La Epifanía, pues, tiende a considerar en una sola festividad las varias manifestaciones del Señor: en la antífona del Magnificat, en las segundas vísperas de esta fiesta, anuncia: «Veneramos este día santo, honrado con tres prodigios: hoy, la estrella condujo a los Magos al pesebre: hoy, el agua convertida en vino en las Bodas de Caná; hoy, Cristo fue bautizado por Juan en el Jordán para salvarnos». El enviado de Dios, a quien apenas unos días era celebrado como niño, se manifiesta progresivamente como Mesías: a los Magos, en el Jordán y en su primer milagro en Caná.

En este día de la Epifanía se mantiene la antigua costumbre de proclamar después del Evangelio, la Calenda, es decir, el calendario de las fiestas móviles de todo el año, sobre todo la fecha de la Pascua. Cristo, el nuevo Sol, la Luz que va triunfando sobre la oscuridad, da sentido a todo el transcurso del tiempo y del año.


Ángel Fontcuberta

Para la Semana

Lunes 31:
1Jn 2,18-21. Estáis ungidos por el Santo y todos vosotros lo conocéis.

Sal 95. Alégrese el cielo, goce la tierra.

Jn 1,1-18. La Palabra se hizo carne.

Después de la hora nona: Misa vespertina de la Solemnidad de santa María, Madre de Dios.
Martes 1:
Santa María, Madre de Dios. A los ocho días le pusieron por nombre Jesús.
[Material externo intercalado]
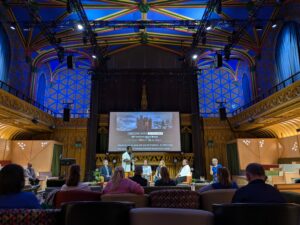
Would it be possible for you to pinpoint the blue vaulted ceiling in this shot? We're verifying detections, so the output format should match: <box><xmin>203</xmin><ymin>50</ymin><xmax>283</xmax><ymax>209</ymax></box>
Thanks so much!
<box><xmin>2</xmin><ymin>0</ymin><xmax>281</xmax><ymax>62</ymax></box>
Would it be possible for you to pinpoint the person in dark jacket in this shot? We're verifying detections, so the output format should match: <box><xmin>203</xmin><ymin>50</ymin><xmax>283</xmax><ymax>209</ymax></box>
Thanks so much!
<box><xmin>232</xmin><ymin>163</ymin><xmax>286</xmax><ymax>203</ymax></box>
<box><xmin>130</xmin><ymin>166</ymin><xmax>148</xmax><ymax>187</ymax></box>
<box><xmin>155</xmin><ymin>167</ymin><xmax>176</xmax><ymax>186</ymax></box>
<box><xmin>99</xmin><ymin>159</ymin><xmax>113</xmax><ymax>182</ymax></box>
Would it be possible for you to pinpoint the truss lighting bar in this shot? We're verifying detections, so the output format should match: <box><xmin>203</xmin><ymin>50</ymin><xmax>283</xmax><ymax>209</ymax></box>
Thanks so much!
<box><xmin>5</xmin><ymin>19</ymin><xmax>278</xmax><ymax>29</ymax></box>
<box><xmin>226</xmin><ymin>0</ymin><xmax>266</xmax><ymax>52</ymax></box>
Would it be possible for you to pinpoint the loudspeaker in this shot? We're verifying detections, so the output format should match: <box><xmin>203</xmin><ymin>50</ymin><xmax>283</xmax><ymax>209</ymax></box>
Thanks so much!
<box><xmin>219</xmin><ymin>107</ymin><xmax>227</xmax><ymax>121</ymax></box>
<box><xmin>67</xmin><ymin>55</ymin><xmax>73</xmax><ymax>69</ymax></box>
<box><xmin>217</xmin><ymin>53</ymin><xmax>223</xmax><ymax>68</ymax></box>
<box><xmin>63</xmin><ymin>108</ymin><xmax>70</xmax><ymax>122</ymax></box>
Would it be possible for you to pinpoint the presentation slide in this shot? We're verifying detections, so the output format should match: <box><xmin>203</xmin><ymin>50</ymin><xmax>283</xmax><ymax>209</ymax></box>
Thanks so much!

La Virgen María ha dado a luz al mismo Hijo de Dios.

Números 6,22-27. Invocarán mi nombre sobre los israelitas y yo los bendeciré.

Sal 66. El Señor tenga piedad y nos bendiga.

Gálatas 4,4-7. Envió Dios a su Hijo, nacido de una mujer.

Lucas 2,16-21. Encontraron a María y a José y al Niño.
Miércoles 2:
San Basilio (330-379), obispo de Cesárea de Capadocia, luchador contra los arrianos, escritor notable, y San Gregorio (330-390), obispo de Constantinopla, gran teólogo por su doctrina y elocuencia.

1 Juan 2,22-28. Lo que habéis oído desde el principio permanece en vosotros.

Sal 97. Los confines de la tierra han contemplado la victoria de nuestro Dios.

Juan 1,19-18. En medio de vosotros hay uno que no conocéis.
Jueves 3:
Santísimo Nombre de Jesús.

1 Juan 2,29-3,6. Todo el que permanece en él no peca.

Sal 97. Los confines de la tierra han contemplado la victoria de nuestro Dios.

Juan 1,29-34. Este es el Cordero de Dios.
Viernes 4:
1 Juan 3,7-10. No puede pecar, porque ha nacido de Dios.

Sal 97. Los confines de la tierra han contemplado la victoria de nuestro Dios.

Juan 1,35-42. Hemos encontrado al Mesías.
Sábado 5:
1 Juan 3,11-21. Hemos pasado de la muerte a la vida porque amamos a los hermanos.

Sal 99. Aclama al Señor, tierra entera

Juan 1,43-51. Tú eres el Hijo de Dios, el Rey de Israel.

Después de la hora de nona: Misa vespertina de la Solemnidad de la Epifanía del Señor.